The report surveyed 11,000 consumers in November from the U.S., U.K., France, Germany, China, the Netherlands, Sweden, Norway, Italy, Spain, and India. These countries represent 62% of global annual car and SUV sales in 2019.
“Almost half of global consumers (46%) are now considering purchasing a car in the next 12 months, an increase from 35% in April 2020. The shift reflects the way COVID-19 has transformed the relationship consumers have with their cars; car ownership today is a safeguard for minimizing the risk and spread of infection,” the report said.
Other key findings from the report include:
Younger consumers (18-35) are most likely to buy a car with 59% considering a purchase in the next 12 months. A lot of this demand is due to first-time car buyers who prefer personal mobility instead of using public transport.
However, the majority (56%) of those considering buying a car have downgraded their purchase desires from last year, now preferring utility and functionality over aspirational value.
The report also found demand for a new range of add-ons, also a reflection of coronavirus anxieties.
“85% of consumers want to purchase cars that include hygiene and wellness features like air filters, health monitoring of passengers, and the use of sterilizing UV LED lights.”
The likely switch to smaller, cheaper cars bodes ill for automotive profits, except for Chinese manufacturers.

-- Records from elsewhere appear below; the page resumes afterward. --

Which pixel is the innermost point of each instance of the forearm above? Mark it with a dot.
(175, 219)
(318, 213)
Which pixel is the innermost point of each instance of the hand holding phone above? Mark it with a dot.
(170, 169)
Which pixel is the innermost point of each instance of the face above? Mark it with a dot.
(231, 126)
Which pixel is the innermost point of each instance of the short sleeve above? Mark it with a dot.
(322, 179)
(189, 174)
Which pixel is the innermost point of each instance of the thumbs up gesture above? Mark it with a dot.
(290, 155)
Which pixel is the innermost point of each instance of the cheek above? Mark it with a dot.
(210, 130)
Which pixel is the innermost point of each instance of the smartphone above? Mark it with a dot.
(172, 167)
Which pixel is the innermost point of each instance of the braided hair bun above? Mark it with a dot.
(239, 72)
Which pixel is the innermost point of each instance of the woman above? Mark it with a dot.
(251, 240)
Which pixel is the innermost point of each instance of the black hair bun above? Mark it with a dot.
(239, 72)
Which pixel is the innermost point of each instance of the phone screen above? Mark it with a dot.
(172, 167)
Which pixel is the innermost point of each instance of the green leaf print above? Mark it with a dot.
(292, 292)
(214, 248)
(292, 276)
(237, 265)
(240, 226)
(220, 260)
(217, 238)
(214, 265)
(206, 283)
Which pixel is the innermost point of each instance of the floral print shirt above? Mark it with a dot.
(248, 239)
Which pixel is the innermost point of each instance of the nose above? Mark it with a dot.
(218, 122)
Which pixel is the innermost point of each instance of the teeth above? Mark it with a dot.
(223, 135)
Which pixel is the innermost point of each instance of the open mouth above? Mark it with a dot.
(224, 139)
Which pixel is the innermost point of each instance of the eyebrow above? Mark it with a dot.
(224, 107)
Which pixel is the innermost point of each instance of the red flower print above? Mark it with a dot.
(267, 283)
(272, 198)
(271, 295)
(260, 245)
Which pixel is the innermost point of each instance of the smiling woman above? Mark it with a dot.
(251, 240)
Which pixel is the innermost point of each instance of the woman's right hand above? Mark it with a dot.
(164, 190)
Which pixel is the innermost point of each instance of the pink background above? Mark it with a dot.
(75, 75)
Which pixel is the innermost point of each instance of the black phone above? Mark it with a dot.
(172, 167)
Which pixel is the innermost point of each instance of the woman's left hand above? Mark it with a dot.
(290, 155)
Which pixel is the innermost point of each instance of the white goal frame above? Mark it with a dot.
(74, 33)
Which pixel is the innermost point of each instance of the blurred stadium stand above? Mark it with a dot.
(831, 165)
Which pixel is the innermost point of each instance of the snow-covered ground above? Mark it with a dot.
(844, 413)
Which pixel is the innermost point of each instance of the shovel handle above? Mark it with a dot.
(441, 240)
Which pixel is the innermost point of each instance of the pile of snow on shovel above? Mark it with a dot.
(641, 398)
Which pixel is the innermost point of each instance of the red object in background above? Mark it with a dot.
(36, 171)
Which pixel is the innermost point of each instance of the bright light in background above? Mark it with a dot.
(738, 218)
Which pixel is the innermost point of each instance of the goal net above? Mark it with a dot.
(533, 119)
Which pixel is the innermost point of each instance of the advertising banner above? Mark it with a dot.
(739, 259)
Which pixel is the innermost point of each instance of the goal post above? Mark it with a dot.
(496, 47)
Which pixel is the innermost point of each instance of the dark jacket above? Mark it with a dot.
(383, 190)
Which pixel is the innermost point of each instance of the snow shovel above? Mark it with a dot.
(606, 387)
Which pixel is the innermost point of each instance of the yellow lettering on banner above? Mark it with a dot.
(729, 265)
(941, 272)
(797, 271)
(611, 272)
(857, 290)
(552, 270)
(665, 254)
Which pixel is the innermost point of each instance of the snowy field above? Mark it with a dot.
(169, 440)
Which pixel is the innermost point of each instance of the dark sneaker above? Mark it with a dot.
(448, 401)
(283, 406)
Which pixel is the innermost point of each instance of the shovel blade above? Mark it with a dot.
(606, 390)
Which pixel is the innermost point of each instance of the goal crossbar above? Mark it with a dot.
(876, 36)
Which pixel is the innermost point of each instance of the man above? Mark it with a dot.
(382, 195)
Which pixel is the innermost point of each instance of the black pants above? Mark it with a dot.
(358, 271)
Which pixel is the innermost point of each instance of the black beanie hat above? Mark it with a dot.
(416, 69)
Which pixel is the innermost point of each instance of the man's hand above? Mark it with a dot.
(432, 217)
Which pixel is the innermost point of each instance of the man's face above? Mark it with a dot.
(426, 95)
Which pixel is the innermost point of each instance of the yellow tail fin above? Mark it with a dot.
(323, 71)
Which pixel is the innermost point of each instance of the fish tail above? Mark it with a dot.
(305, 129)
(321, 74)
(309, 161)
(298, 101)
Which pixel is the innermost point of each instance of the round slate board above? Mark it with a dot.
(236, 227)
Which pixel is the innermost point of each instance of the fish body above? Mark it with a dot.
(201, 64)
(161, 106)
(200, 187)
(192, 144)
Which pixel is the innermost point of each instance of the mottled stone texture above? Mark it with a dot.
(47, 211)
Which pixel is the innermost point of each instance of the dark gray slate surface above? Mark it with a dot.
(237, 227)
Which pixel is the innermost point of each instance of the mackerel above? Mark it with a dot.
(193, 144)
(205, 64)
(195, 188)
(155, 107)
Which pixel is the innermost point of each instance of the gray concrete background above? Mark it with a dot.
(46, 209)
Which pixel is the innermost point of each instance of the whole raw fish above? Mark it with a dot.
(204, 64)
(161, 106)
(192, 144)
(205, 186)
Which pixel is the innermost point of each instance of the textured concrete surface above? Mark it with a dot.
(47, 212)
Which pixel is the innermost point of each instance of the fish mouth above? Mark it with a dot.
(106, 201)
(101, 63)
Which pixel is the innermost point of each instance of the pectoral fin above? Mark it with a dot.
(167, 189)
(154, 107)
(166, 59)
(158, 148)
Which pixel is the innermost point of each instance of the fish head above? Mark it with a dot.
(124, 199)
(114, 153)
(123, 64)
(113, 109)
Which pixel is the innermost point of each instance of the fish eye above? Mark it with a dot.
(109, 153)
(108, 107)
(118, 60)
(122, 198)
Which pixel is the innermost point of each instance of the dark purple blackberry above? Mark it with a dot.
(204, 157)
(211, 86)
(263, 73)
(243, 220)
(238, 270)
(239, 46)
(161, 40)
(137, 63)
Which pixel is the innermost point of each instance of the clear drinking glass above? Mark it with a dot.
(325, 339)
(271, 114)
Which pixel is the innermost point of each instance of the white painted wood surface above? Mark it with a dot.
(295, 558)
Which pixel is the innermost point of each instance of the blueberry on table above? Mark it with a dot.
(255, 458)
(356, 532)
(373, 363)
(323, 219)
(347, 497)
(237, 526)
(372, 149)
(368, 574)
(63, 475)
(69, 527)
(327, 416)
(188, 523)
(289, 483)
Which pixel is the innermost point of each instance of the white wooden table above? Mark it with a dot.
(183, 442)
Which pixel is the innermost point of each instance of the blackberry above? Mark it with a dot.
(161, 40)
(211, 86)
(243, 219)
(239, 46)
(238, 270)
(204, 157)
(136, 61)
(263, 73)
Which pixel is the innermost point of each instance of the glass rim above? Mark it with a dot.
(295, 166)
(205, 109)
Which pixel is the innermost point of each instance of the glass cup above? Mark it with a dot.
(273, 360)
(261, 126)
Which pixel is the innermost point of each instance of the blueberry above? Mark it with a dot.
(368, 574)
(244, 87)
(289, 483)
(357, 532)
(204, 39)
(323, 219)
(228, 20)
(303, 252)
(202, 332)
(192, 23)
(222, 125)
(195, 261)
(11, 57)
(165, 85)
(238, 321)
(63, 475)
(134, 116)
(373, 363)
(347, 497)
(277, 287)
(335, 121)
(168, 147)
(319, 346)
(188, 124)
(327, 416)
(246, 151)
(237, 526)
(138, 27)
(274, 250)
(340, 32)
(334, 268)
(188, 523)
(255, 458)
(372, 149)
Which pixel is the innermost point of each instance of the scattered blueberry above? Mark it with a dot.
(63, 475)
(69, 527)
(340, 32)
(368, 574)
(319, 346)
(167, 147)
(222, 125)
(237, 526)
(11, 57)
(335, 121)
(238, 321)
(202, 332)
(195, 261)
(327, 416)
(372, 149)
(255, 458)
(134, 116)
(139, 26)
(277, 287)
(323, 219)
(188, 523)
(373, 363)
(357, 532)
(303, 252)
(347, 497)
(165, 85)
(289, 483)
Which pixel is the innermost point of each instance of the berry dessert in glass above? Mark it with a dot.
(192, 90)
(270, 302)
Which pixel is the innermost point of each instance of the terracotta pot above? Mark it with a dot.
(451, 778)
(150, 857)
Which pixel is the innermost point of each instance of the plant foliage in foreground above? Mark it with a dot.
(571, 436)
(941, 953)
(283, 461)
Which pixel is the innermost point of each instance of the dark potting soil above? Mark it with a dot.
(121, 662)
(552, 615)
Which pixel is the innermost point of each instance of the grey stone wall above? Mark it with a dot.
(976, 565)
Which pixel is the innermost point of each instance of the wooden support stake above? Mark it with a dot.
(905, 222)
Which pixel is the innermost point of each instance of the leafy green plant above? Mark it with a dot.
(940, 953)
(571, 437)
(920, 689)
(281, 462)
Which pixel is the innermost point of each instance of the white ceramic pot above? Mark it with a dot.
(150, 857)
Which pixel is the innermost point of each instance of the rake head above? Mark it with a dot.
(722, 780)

“This implies impending margin pressure on automakers, as more customers gravitate towards lower-cost options. Competition is likely to heat up in smaller-car/entrylevel
segments as automakers push for refreshed variants to cater to consumer interest. Already, due to lower profitability, this segment has witnessed shakeout in some parts of the world. Groupe PSA in October 2020, reportedly ended the production of small city car, Peugeot 108 and Citroën C1, citing limited profitability.”
Chinese small electric cars are coming
“At the same time, companies with favorable economics are exploring entry into small-car segments. For instance, Chinese automakers are looking to enter emerging segments such
as mini electric cars in Europe,” according to the report.
The report also pointed to the emergence of so-called micro-mobility – electric bikes and electric scooters.
“City planners are expanding the infrastructure for pedestrian spaces and bike lanes to make these options safer and more convenient. While the private car will likely remain the first choice for people’s commute, micro-mobility and walking will continue to emerge as stronger alternatives for last-mile connectivity.”
If these changes in consumer habits are long lasting and the public shuns mass transit because of fear of infection, big high-speed rail projects like Britain’s $140 billion HS2 will be undermined. Even before HS2 started, critics were saying it was a colossal error. When it’s completed, in say 2030, rail travel is likely to be obsolete, thanks to computer-driven cars. So when computerized cars become ubiquitous, they’ll be able to whizz up and down this brand new high-speed route. It is possible to make the right decisions for the wrong reasons.